Ethan had dropped to his knees and was trying to coax a small, frightened toddler out into the open when Remy heard a noise in the hallway. Ethan heard it too; his head jerked up and banged against the underside of the bed. He let out a pained grunt and turned to tell Remy to check it out, but she was already moving, sliding to the door and leaning at just the right angle to see into the hall beyond without exposing herself. Her shoulders ached with how tense they’d become, but she chose to ignore it as she spotted two shadowy figures near the stairwell door at the opposite end of the hall from where she and Ethan had entered. She stiffened even more, and then, as her eyes focused on and recognized the figures, she let out a laugh.

“Shit, I was wondering when you two would show the hell up!” she said joyously as Cade and Brandt approached. Her happiness at seeing them alive and well was quickly stifled when she caught a glimpse of the blood matted on the side of Brandt’s head and Cade’s swollen jaw. Not to mention the looks in their eyes. Something bothered them, something that overshadowed the victorious fist-pumping she’d have thought they would have done upon reuniting with them. She raised an eyebrow but, instead of commenting on it, settled on asking, “Either of you guys hurt bad?”

“Nothing we won’t recover from,” Cade replied flippantly. Remy skimmed her eyes over the woman again and realized she was loaded down with guns and knives and ammunition magazines, far more than she’d brought on the mission. Brandt was similarly outfitted. Remy raised an eyebrow, but before she could form any words, Cade added, “We found a lot of goodies in Alicia’s room. Figured we’d take what we could, because we can use it. And hell, I found my rifle too!” She held the weapon up triumphantly, a smile crossing her face as she showed it off. “You guys okay?”

Remy hesitated and glanced at Ethan. He shook his head at her slightly, almost imperceptibly, before going back to trying to get the little girl from under the bed. She turned back to Cade and answered, “Yeah, we’re fine. Few sticky spots getting up here, but nothing we couldn’t handle.”

Cade nodded vacantly, and Remy looked to Brandt. The older man stared down the hallway, no doubt at the abnormally small bodies littering the carpet. He didn’t look at her as he said, “Sticky spots, huh?”

“Something like that.” Remy tried to not let her disturbed feeling over what they’d done show, and she faced Ethan again. He’d coaxed the toddler from under the bed with Sasha’s help, and he picked the girl up and settled her against his hip before nodding to the door.
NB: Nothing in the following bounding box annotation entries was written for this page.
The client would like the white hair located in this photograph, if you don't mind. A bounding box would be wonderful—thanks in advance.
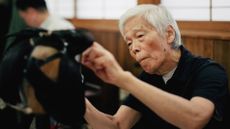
[119,4,182,48]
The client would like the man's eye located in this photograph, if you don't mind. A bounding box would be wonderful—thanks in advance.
[137,34,144,38]
[127,42,132,47]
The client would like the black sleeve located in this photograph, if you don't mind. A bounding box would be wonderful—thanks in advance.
[192,65,228,120]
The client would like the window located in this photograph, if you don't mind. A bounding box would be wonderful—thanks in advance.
[161,0,230,21]
[46,0,137,19]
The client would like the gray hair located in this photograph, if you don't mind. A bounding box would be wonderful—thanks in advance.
[119,4,182,48]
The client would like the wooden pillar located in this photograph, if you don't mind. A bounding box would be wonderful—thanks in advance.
[138,0,161,4]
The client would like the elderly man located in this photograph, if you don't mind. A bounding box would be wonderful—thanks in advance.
[82,5,229,129]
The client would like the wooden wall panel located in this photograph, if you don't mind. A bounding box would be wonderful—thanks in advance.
[182,37,214,59]
[214,40,230,88]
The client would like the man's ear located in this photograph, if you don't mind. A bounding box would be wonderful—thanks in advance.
[166,25,176,44]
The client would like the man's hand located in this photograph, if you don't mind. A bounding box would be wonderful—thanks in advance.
[82,42,124,84]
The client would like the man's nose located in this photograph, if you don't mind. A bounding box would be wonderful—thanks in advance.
[132,40,141,54]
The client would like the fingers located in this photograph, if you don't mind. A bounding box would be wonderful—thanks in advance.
[82,42,107,69]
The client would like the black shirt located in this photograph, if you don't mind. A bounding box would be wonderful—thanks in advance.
[123,46,230,129]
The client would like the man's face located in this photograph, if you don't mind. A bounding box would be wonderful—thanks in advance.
[19,9,36,27]
[124,17,170,74]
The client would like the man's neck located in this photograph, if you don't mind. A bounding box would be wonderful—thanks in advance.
[159,49,181,75]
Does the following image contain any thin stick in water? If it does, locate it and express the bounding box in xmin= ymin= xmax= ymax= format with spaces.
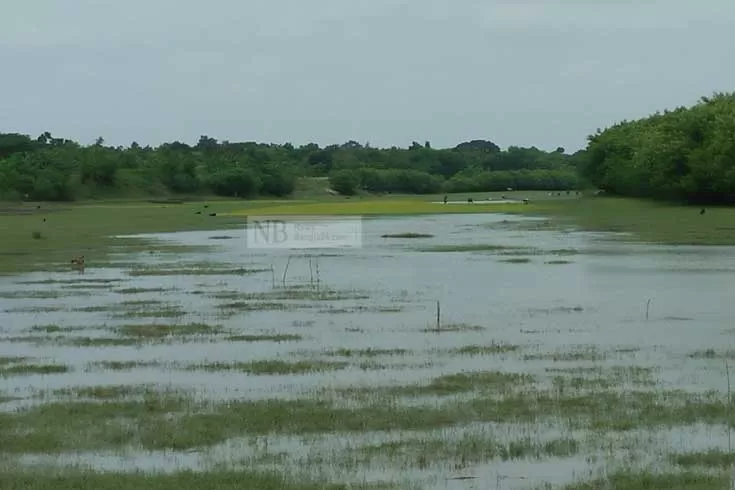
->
xmin=281 ymin=255 xmax=291 ymax=287
xmin=436 ymin=301 xmax=442 ymax=332
xmin=725 ymin=359 xmax=732 ymax=454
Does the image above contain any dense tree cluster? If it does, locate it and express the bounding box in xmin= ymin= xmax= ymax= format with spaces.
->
xmin=581 ymin=93 xmax=735 ymax=203
xmin=0 ymin=133 xmax=584 ymax=201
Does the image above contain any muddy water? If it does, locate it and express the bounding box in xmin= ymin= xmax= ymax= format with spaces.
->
xmin=0 ymin=214 xmax=735 ymax=488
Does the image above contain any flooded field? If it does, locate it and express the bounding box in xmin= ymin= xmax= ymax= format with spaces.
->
xmin=0 ymin=214 xmax=735 ymax=490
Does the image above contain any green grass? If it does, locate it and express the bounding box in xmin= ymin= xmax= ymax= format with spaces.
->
xmin=0 ymin=468 xmax=400 ymax=490
xmin=0 ymin=356 xmax=30 ymax=368
xmin=500 ymin=257 xmax=531 ymax=264
xmin=53 ymin=385 xmax=176 ymax=400
xmin=563 ymin=470 xmax=732 ymax=490
xmin=671 ymin=449 xmax=735 ymax=468
xmin=187 ymin=360 xmax=347 ymax=375
xmin=324 ymin=347 xmax=411 ymax=357
xmin=0 ymin=192 xmax=735 ymax=274
xmin=210 ymin=287 xmax=370 ymax=301
xmin=344 ymin=434 xmax=580 ymax=468
xmin=449 ymin=342 xmax=520 ymax=356
xmin=0 ymin=384 xmax=735 ymax=454
xmin=0 ymin=201 xmax=251 ymax=273
xmin=116 ymin=323 xmax=223 ymax=338
xmin=419 ymin=243 xmax=532 ymax=253
xmin=532 ymin=197 xmax=735 ymax=245
xmin=0 ymin=364 xmax=71 ymax=377
xmin=85 ymin=361 xmax=164 ymax=371
xmin=225 ymin=334 xmax=303 ymax=342
xmin=381 ymin=232 xmax=434 ymax=238
xmin=128 ymin=267 xmax=270 ymax=276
“What do you say we get the hell out of here?” Ethan suggested, extending his free hand to Sasha. She took it, clutching it tightly. “I’m tired of looking at this place.”
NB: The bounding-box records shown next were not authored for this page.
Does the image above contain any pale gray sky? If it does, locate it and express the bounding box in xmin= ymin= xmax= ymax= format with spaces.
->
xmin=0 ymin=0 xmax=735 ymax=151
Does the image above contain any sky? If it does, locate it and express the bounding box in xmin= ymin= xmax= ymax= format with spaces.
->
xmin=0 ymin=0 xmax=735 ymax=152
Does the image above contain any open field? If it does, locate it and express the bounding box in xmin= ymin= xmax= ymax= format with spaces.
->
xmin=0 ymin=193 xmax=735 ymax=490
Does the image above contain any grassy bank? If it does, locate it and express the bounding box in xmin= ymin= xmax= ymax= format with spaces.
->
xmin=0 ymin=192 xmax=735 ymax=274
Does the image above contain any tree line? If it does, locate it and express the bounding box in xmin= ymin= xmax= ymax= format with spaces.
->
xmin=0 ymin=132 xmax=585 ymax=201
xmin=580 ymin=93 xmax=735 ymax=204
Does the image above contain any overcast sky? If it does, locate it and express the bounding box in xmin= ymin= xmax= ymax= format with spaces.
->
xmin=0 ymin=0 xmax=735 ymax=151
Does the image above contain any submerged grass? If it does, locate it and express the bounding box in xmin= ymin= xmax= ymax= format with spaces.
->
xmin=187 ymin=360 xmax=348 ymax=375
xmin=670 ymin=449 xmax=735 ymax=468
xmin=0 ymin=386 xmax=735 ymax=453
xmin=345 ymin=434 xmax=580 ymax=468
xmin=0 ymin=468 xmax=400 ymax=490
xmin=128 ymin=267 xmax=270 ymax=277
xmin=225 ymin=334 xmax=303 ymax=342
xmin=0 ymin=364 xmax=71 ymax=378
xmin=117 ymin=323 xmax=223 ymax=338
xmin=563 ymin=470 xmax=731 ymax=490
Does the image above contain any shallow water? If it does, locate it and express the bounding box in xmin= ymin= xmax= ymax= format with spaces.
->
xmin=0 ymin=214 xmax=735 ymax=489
“Where are the others?” Cade asked, her eyes shifting to the blond man behind Remy. “Don’t we need to look for—”

“There are no others,” Remy warned softly, slipping past her into the hall. “This is all we’ve found.”

“My God,” Cade whispered in horror. “All of them?”
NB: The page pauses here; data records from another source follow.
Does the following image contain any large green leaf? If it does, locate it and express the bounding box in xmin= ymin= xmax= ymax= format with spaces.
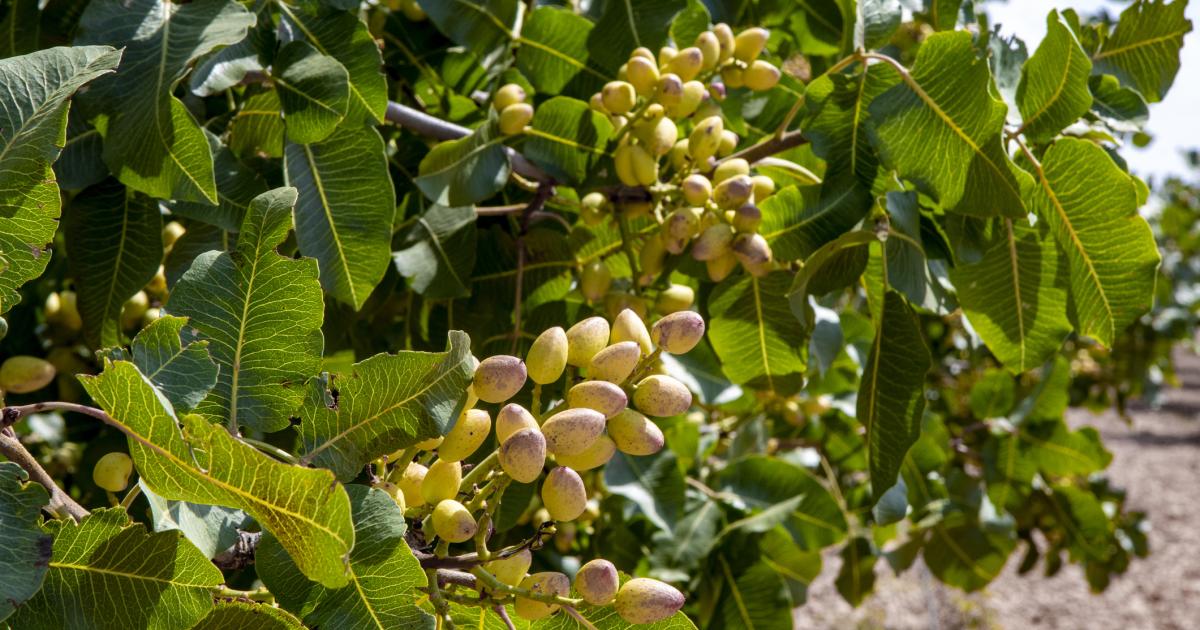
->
xmin=760 ymin=181 xmax=872 ymax=260
xmin=869 ymin=31 xmax=1028 ymax=217
xmin=858 ymin=290 xmax=930 ymax=500
xmin=299 ymin=331 xmax=474 ymax=481
xmin=1092 ymin=0 xmax=1192 ymax=103
xmin=79 ymin=361 xmax=354 ymax=587
xmin=283 ymin=126 xmax=396 ymax=308
xmin=950 ymin=218 xmax=1070 ymax=373
xmin=0 ymin=462 xmax=52 ymax=622
xmin=12 ymin=508 xmax=222 ymax=630
xmin=1031 ymin=138 xmax=1159 ymax=346
xmin=420 ymin=0 xmax=521 ymax=67
xmin=167 ymin=131 xmax=268 ymax=231
xmin=517 ymin=6 xmax=612 ymax=97
xmin=66 ymin=180 xmax=162 ymax=348
xmin=274 ymin=1 xmax=388 ymax=122
xmin=391 ymin=205 xmax=478 ymax=300
xmin=76 ymin=0 xmax=254 ymax=204
xmin=587 ymin=0 xmax=691 ymax=76
xmin=191 ymin=601 xmax=304 ymax=630
xmin=0 ymin=47 xmax=121 ymax=313
xmin=167 ymin=188 xmax=324 ymax=431
xmin=413 ymin=120 xmax=511 ymax=206
xmin=708 ymin=271 xmax=805 ymax=396
xmin=708 ymin=556 xmax=794 ymax=630
xmin=523 ymin=96 xmax=613 ymax=184
xmin=138 ymin=481 xmax=253 ymax=558
xmin=131 ymin=316 xmax=217 ymax=412
xmin=278 ymin=41 xmax=350 ymax=144
xmin=257 ymin=485 xmax=433 ymax=630
xmin=1016 ymin=11 xmax=1092 ymax=142
xmin=718 ymin=455 xmax=847 ymax=551
xmin=922 ymin=524 xmax=1015 ymax=592
xmin=604 ymin=450 xmax=684 ymax=532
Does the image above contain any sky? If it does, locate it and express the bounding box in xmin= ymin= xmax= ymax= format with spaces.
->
xmin=984 ymin=0 xmax=1200 ymax=180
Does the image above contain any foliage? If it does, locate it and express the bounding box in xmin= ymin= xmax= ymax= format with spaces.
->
xmin=0 ymin=0 xmax=1200 ymax=629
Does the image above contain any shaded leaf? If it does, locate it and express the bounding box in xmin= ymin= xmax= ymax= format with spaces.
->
xmin=167 ymin=188 xmax=324 ymax=431
xmin=708 ymin=271 xmax=806 ymax=396
xmin=0 ymin=46 xmax=121 ymax=313
xmin=278 ymin=41 xmax=350 ymax=144
xmin=869 ymin=31 xmax=1028 ymax=217
xmin=257 ymin=485 xmax=433 ymax=630
xmin=1092 ymin=0 xmax=1192 ymax=103
xmin=79 ymin=361 xmax=354 ymax=588
xmin=0 ymin=462 xmax=53 ymax=622
xmin=12 ymin=508 xmax=222 ymax=630
xmin=1031 ymin=138 xmax=1159 ymax=346
xmin=391 ymin=205 xmax=476 ymax=300
xmin=299 ymin=331 xmax=475 ymax=481
xmin=522 ymin=96 xmax=613 ymax=184
xmin=858 ymin=290 xmax=930 ymax=500
xmin=283 ymin=126 xmax=396 ymax=310
xmin=131 ymin=316 xmax=217 ymax=412
xmin=76 ymin=0 xmax=254 ymax=204
xmin=950 ymin=218 xmax=1070 ymax=373
xmin=66 ymin=180 xmax=162 ymax=348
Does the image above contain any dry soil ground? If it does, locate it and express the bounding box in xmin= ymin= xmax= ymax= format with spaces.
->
xmin=796 ymin=354 xmax=1200 ymax=630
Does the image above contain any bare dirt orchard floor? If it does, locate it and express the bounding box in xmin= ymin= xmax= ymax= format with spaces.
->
xmin=794 ymin=353 xmax=1200 ymax=630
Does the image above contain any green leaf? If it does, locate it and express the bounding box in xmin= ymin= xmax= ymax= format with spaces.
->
xmin=391 ymin=205 xmax=478 ymax=300
xmin=167 ymin=130 xmax=268 ymax=230
xmin=834 ymin=536 xmax=878 ymax=607
xmin=12 ymin=506 xmax=223 ymax=630
xmin=719 ymin=455 xmax=847 ymax=551
xmin=420 ymin=0 xmax=521 ymax=68
xmin=225 ymin=90 xmax=283 ymax=159
xmin=760 ymin=178 xmax=872 ymax=260
xmin=950 ymin=218 xmax=1070 ymax=373
xmin=66 ymin=180 xmax=162 ymax=348
xmin=708 ymin=556 xmax=794 ymax=630
xmin=283 ymin=126 xmax=396 ymax=310
xmin=522 ymin=96 xmax=613 ymax=184
xmin=0 ymin=462 xmax=53 ymax=622
xmin=923 ymin=524 xmax=1015 ymax=592
xmin=971 ymin=370 xmax=1016 ymax=420
xmin=191 ymin=601 xmax=304 ymax=630
xmin=1087 ymin=74 xmax=1150 ymax=132
xmin=0 ymin=46 xmax=121 ymax=313
xmin=132 ymin=316 xmax=217 ymax=412
xmin=278 ymin=41 xmax=350 ymax=144
xmin=167 ymin=188 xmax=324 ymax=431
xmin=671 ymin=0 xmax=713 ymax=48
xmin=76 ymin=0 xmax=254 ymax=204
xmin=869 ymin=31 xmax=1030 ymax=217
xmin=1016 ymin=11 xmax=1092 ymax=143
xmin=708 ymin=271 xmax=805 ymax=396
xmin=274 ymin=2 xmax=388 ymax=124
xmin=604 ymin=450 xmax=684 ymax=532
xmin=925 ymin=0 xmax=962 ymax=31
xmin=517 ymin=6 xmax=614 ymax=98
xmin=138 ymin=481 xmax=252 ymax=558
xmin=299 ymin=331 xmax=474 ymax=481
xmin=413 ymin=120 xmax=511 ymax=206
xmin=588 ymin=0 xmax=691 ymax=77
xmin=1031 ymin=138 xmax=1159 ymax=346
xmin=858 ymin=290 xmax=930 ymax=500
xmin=257 ymin=485 xmax=433 ymax=630
xmin=0 ymin=0 xmax=42 ymax=58
xmin=1092 ymin=0 xmax=1192 ymax=103
xmin=79 ymin=361 xmax=354 ymax=588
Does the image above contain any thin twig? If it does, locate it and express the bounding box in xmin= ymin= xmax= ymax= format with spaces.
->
xmin=0 ymin=427 xmax=89 ymax=521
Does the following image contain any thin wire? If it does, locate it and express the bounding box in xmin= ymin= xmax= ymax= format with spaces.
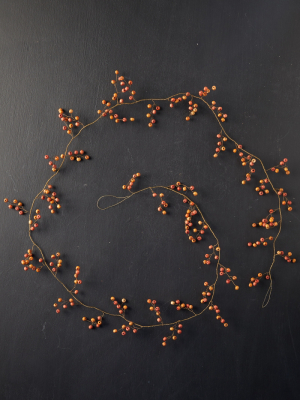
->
xmin=22 ymin=93 xmax=282 ymax=328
“Unless you want to pick through what’s left of them at the end of the hall,” Remy said irritably, “then yeah, that’s it.”

“Fuck,” Cade breathed.

“Let’s go out the way Cade and I came in,” Brandt suggested. “Then we won’t have to take the kids back through the … the mess.”

“We should hurry too,” Remy said, glancing at the watch on her left wrist. “We’ve already been in here going on forty-five minutes. Isaac and Dominic aren’t supposed to wait longer than an hour.”

“I know that,” Brandt muttered impatiently. “Look, me and Cade will take the lead and deal with anything coming at us from the front. Remy, you’re in the back. Ethan, stay in the middle with the kids.” He looked at them again, and his eyes met Remy’s. For the briefest of moments, she could have sworn he gave her a look that said he knew everything about what had happened while she and Ethan were separated from them, and her stomach flipped over. Brandt didn’t say anything further, though. He just motioned to them all and headed down the hall, tugging Cade with him and making for the stairwell door.